А он все шел и шел по мертвым улицам. Они были такими же, какими навечно запечатлелись в его памяти, и — не такими. Не оттого ли, что на угловых домах все еще висели чужие таблички? Улица Бебеля. А оккупанты переименовали ее в улицу Дуче Муссолини. Улица Красной Армии. Но и на ней чернеет ненавистная табличка о том, что это улица Короля Михаила. Весь центр города был отведен под так называемую «правительственную зону», в которой преимущественно проживали оккупационные чиновники. О том распорядился сам городской голова господин Пынтя.
И примар Пыптя, и его заместители, и другие чиновники изрядно нагрели руки на войне. Заместитель городского головы Видрашку прибрал к рукам гостиницу «Бухарест» на Дерибасовской. Какой–то Тудосе стал крупным коммерсантом, владельцем гостиницы «Пассаж», кинотеатра «Виктория» и ресторана «Карпаты». А другие? Эти тоже не теряли времени даром.
Нечаев шел медленно, и город открывал ему свое сердце. Нечаев не предполагал даже, что оно столько выстрадало и так ожесточилось. И это сердце едва ли не самого веселого города в мире!..
Дом, дом…
Почти машинально он свернул на улицу Пастера и остановился. Его дом тоже был цел. Он был все так же наглухо покрыт коричневой масляной краской. Только балкончики с витиеватыми решетками, на которых раньше красовались фикусы, были пусты и казались ненужными, лишними. Да и широкий карниз кое–где обвалился (должно быть, от собственной тяжести). И веселых занавесок на окнах не было. И на гофрированных жалюзи, закрывавших витрины «Мужского салона», висели тяжелые замки. И не было даже намека на парикмахерский запах вежеталя.
С минуту простояв перед своим родным домом, Нечаев вошел в сумеречное парадное. Многих цветных стеклышек старого витража теперь не доставало, и парадное продувалось сырым ветром. Но однорукая Венера с факелом была на месте — она грустно и виновато улыбалась из своей полукруглой ниши.

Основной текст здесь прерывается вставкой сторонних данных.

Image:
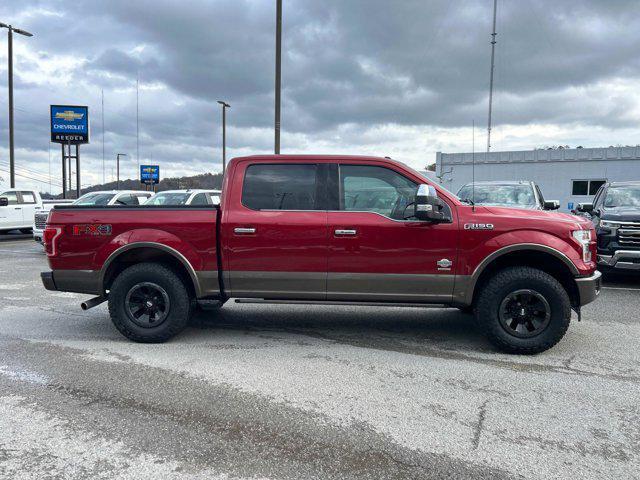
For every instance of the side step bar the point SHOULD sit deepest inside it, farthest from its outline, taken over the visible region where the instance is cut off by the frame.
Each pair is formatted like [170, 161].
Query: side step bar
[345, 303]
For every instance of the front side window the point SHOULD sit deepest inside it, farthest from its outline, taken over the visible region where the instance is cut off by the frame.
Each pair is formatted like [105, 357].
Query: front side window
[200, 199]
[169, 198]
[280, 187]
[12, 197]
[27, 197]
[127, 200]
[368, 188]
[623, 196]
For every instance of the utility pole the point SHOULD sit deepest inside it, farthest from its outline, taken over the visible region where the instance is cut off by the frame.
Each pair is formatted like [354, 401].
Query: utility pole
[10, 30]
[103, 174]
[224, 134]
[137, 120]
[118, 169]
[493, 54]
[278, 73]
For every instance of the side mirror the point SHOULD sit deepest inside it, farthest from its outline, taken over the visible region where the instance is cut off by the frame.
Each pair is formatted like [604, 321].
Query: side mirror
[428, 206]
[585, 207]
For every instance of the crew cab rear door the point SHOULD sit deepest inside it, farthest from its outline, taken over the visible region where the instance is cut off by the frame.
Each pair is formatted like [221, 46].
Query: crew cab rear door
[376, 251]
[275, 231]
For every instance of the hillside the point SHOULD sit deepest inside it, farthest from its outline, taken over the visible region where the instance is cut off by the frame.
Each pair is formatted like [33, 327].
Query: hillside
[205, 180]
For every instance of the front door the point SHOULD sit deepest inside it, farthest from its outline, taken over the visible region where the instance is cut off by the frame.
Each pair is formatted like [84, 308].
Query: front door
[275, 231]
[377, 251]
[29, 206]
[11, 215]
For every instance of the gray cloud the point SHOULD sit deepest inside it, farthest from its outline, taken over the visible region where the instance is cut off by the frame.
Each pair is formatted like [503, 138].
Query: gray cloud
[361, 64]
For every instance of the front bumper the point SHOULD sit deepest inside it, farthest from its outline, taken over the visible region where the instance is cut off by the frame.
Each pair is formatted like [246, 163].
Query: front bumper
[621, 259]
[77, 281]
[589, 288]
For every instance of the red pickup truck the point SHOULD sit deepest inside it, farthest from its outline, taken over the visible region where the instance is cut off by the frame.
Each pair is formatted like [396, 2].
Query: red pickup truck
[327, 229]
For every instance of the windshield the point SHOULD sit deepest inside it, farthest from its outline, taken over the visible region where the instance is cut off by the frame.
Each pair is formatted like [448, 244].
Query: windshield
[623, 196]
[176, 198]
[94, 199]
[500, 195]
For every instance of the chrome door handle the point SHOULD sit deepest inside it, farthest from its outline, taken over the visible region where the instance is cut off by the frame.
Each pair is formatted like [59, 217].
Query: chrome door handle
[245, 231]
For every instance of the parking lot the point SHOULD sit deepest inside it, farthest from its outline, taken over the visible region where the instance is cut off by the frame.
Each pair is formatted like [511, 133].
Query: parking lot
[280, 391]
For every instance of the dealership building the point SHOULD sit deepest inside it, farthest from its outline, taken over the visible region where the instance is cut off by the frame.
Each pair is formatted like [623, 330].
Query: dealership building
[570, 175]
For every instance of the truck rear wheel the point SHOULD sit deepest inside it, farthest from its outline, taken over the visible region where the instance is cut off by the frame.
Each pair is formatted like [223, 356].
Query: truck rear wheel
[149, 303]
[523, 310]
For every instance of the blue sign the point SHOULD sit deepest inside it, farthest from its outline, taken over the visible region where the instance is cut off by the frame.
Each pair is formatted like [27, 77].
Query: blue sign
[149, 174]
[69, 124]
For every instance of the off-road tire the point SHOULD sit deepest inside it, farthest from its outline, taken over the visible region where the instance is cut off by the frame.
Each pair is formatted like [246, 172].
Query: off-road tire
[510, 280]
[180, 309]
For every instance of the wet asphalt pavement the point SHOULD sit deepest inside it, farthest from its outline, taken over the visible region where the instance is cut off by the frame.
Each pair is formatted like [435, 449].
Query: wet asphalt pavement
[296, 392]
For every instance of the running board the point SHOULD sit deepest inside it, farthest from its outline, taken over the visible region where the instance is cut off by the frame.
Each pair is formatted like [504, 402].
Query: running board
[345, 303]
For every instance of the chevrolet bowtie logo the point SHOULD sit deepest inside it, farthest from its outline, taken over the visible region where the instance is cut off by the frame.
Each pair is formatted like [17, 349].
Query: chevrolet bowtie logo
[69, 115]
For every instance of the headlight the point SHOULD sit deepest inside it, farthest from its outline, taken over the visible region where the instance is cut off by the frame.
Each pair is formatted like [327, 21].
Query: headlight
[608, 224]
[583, 237]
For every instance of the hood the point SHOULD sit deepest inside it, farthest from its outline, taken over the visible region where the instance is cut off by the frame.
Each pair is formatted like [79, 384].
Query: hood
[541, 215]
[621, 214]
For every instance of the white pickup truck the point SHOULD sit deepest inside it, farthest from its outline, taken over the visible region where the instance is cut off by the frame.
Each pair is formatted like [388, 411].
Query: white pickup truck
[107, 197]
[17, 209]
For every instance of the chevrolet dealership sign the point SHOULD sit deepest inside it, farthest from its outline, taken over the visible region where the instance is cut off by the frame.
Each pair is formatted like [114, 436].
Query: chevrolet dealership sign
[69, 124]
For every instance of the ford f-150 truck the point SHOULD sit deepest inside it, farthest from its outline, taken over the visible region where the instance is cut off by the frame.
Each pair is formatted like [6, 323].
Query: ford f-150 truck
[327, 229]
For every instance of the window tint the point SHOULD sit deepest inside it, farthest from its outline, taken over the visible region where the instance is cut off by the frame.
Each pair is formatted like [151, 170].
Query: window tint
[27, 197]
[280, 187]
[376, 189]
[594, 185]
[127, 200]
[580, 187]
[11, 196]
[200, 199]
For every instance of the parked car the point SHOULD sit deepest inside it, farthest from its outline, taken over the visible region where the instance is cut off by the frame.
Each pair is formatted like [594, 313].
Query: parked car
[615, 213]
[109, 197]
[515, 194]
[306, 229]
[17, 208]
[40, 217]
[114, 197]
[185, 197]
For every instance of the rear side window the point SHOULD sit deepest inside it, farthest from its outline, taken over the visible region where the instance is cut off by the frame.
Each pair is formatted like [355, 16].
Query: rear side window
[280, 187]
[27, 197]
[200, 199]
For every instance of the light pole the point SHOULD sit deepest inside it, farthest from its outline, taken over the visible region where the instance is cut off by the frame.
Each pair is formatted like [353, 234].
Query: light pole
[225, 105]
[278, 74]
[10, 30]
[118, 169]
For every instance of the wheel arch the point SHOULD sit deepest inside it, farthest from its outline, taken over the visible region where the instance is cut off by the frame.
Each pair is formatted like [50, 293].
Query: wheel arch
[138, 252]
[541, 257]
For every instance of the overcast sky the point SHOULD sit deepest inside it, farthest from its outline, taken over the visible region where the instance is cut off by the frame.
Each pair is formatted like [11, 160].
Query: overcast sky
[403, 78]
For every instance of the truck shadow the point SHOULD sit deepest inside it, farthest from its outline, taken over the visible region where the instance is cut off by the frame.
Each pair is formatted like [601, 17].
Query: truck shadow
[411, 330]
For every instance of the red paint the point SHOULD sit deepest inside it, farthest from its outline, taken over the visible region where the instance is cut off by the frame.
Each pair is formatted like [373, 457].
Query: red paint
[305, 241]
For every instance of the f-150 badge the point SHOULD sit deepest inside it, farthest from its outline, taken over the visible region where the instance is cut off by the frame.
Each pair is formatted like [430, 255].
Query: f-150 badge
[478, 226]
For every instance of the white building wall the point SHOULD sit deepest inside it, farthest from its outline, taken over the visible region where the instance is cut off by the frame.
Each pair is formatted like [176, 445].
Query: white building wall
[553, 170]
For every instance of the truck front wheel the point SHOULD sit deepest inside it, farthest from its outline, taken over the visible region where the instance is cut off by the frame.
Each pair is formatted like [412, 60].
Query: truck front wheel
[523, 310]
[149, 303]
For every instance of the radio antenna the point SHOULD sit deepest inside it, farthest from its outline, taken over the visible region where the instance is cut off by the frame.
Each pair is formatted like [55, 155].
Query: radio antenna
[473, 165]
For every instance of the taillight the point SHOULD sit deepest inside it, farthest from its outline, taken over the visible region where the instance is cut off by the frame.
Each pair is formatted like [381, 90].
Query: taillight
[49, 237]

Но странное дело, в этом большом четырехэтажном доме не было теперь ни запахов, ни звуков. Од был пуст, как колба, из которой выкачали воздух. Неужели в нем никто не жил все эти годы? Нечаев стоял, не решаясь шагнуть на лестницу. И тут он услышал какой–то слабый мышиный шорох.
Неслышно приоткрылась узкая дверца в стене, слабо звякнула цепочка, и на пороге возникла женщина в плюшевой шубейке поверх темного платья до пят. Француженка! Мадемуазель Пьеретта Кормон. Стало быть, выжила все–таки эта старушенция. И как прежде, прижимает болонку со свалявшейся грязной шерстью к своей впалой груди. У самой еле–еле душа в теле, а болонку на руках держит.
— О! — произнесла она и застыла. Потом спохватилась: — Бон суар, мой мальтшик. Я так счаслиф фас фидеть…
— Но теперь еще утро, — ответил Нечаев, вспомнивший, что «бон суар» означает добрый вечер.
— Я не зналь это. — Она шагнула к нему, словно боясь, что он может исчезнуть так же внезапно, как и появился. Уж не призрак ли это? Она схватила его за рукав.
Ему пришлось зайти к ней. Ставни ее каморки были закрыты, и на столе горел огарок свечи. Лицо престарелой мадемуазель было пергаментно–желтым, морщинистым. Она так исхудала, что едва держалась на ногах.
— Весь наш ля мезон нет никого, — сказала она. — Пусто. Сейчас я приготовлю завтрак, ле пети дэженэ. Тшем бог послаль…
Он вынул из своего «сидора» банку свиной тушенки и буханку хлеба. На всех богов, в том числе и на бога этой француженки он надеялся мало. Как говорил когда–то Костя Арабаджи: «На бога надейся, а сам не теряйся».
В ее глазах появился голодный блеск. Они стали жадными, и Нечаев отвернулся, чтобы не видеть, как она поспешно отламывает кусочки хлеба и бросает их в темный рот. Тушенка? Такого чуда она еще никогда не видела.
Они пили пустой кипяток. Женщина рассказывала, шамкая беззубым ртом. Немцы? Эти забрали весь ле фурюр, она хотела сказать — меха, всю одежку и ле пардесю. Сама она работала в начальной школе, но в ноябре прошлого года все школы закрыли, и она осталась без средств. Нельзя ли ей устроиться в госпиталь? У нее к Нечаеву просьба, ля деманд. Она бы ухаживала за ранеными, это ее долг.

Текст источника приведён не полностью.